苏晚把最后一束向日葵插进门口的玻璃花瓶里时,第一滴雨砸在了店招上,“啪嗒”一声,清脆得突兀。紧接着,豆大的雨点便密集地砸下来,噼里啪啦打在玻璃窗上,转瞬就织成了一张灰蒙蒙的雨帘,将小小的“晚香花坊”裹成了街角一处温暖的孤岛。

她慌忙跑回店里,反手带上门,指尖触到冰凉的玻璃门把,才松了口气。低头看时,围裙下摆已经被溅起的雨丝打湿了一片,沾着细碎的泥点,怀里还紧紧抱着一束没来得及摆出去的向日葵——那是老顾客预定的,说好今晚来取,此刻却被暴雨困在了店里。

苏晚踮脚擦了擦玻璃窗上的水汽,望着外面白茫茫的雨幕发愁。街角的路灯次第亮起,暖黄色的光被雨水晕开,模糊了来往行人的身影,偶尔有撑着伞匆匆赶路的人,脚步急促,没人愿意在这样的暴雨天多停留片刻。

就在这时,一道颀长的身影冲破雨帘,快步朝着花店的屋檐下奔来。

苏晚下意识地往旁边缩了缩,目光落在那人身上。他穿着一件黑色的真丝衬衫,领口松垮地敞着两颗扣子,肩背挺拔,哪怕被雨水打湿了大半,勾勒出紧实的肩线和腰腹轮廓,也依旧透着一股生人勿近的利落感。

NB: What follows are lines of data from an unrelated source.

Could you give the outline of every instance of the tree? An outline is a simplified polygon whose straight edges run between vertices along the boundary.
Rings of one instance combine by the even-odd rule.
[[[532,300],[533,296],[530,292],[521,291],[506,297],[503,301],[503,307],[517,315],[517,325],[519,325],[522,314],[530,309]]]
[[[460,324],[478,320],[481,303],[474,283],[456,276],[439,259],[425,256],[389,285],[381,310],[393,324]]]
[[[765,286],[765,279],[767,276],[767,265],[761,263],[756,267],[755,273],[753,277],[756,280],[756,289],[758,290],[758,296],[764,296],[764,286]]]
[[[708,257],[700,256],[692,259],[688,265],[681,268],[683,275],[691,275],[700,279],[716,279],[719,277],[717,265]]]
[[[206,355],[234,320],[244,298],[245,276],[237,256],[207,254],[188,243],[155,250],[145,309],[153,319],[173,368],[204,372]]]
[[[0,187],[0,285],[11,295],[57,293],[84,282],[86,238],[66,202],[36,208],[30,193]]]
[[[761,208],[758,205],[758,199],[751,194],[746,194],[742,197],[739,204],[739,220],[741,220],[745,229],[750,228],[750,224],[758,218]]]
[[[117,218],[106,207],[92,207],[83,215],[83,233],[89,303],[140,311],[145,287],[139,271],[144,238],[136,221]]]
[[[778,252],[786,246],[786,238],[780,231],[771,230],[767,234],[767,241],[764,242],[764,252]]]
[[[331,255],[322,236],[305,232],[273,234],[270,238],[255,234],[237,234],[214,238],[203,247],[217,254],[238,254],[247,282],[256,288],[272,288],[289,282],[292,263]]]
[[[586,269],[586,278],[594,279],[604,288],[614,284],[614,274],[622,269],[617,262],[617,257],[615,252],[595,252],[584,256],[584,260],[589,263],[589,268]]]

男人手里紧紧攥着一卷图纸,外面裹着一层防水塑料袋,却还是被边缘渗进来的雨水打湿了一角,他眉头拧得很紧,下颌线绷得笔直,像是在极力护着怀里的东西,连额前垂落的碎发滴着水,都没心思抬手拨开。

他显然没料到屋檐下还有人,脚步猛地顿住,眉峰微蹙,眼底掠过一丝不易察觉的诧异,随即又恢复了惯常的淡冷,仿佛周遭的风雨和旁人,都与他无关。

“进来躲躲吧,”苏晚率先打破了沉默,声音软软的,像雨后沾着水汽的棉花,“这雨下得太急了,一时半会儿停不了,别把图纸泡坏了。”

男人抬眼看向她,目光落在她沾着花粉的指尖、洗得发白的牛仔围裙,还有身后店里层层叠叠的鲜花上,眼底的冷意稍稍淡了些,却依旧没多说什么,只微微颔首,侧身站到了屋檐下,刻意与她保持了半步的距离。

风裹着细密的雨丝斜飘进来,落在苏晚的手腕上,凉丝丝的。她瞥见男人的耳尖不知是被冷风吹的,还是被雨水打湿的,泛着一层淡淡的粉红,与他冷硬的眉眼反差极大,竟有些可爱。

苏晚从围裙口袋里摸出一包未拆封的纸巾,递到他面前:“擦擦吧,图纸边缘好像湿了,你仔细看看。”

这次,男人没有迟疑,伸手接了过来。他的手指很长,骨节分明,指腹带着常年握笔留下的薄茧,触碰到纸巾包装时,指尖的凉意轻轻蹭过苏晚的手背,让她下意识地缩了缩手。

“谢谢。”他的声音低沉沙哑,像是被雨水滤过,带着一丝不易察觉的疲惫,却依旧简洁利落,惜字如金。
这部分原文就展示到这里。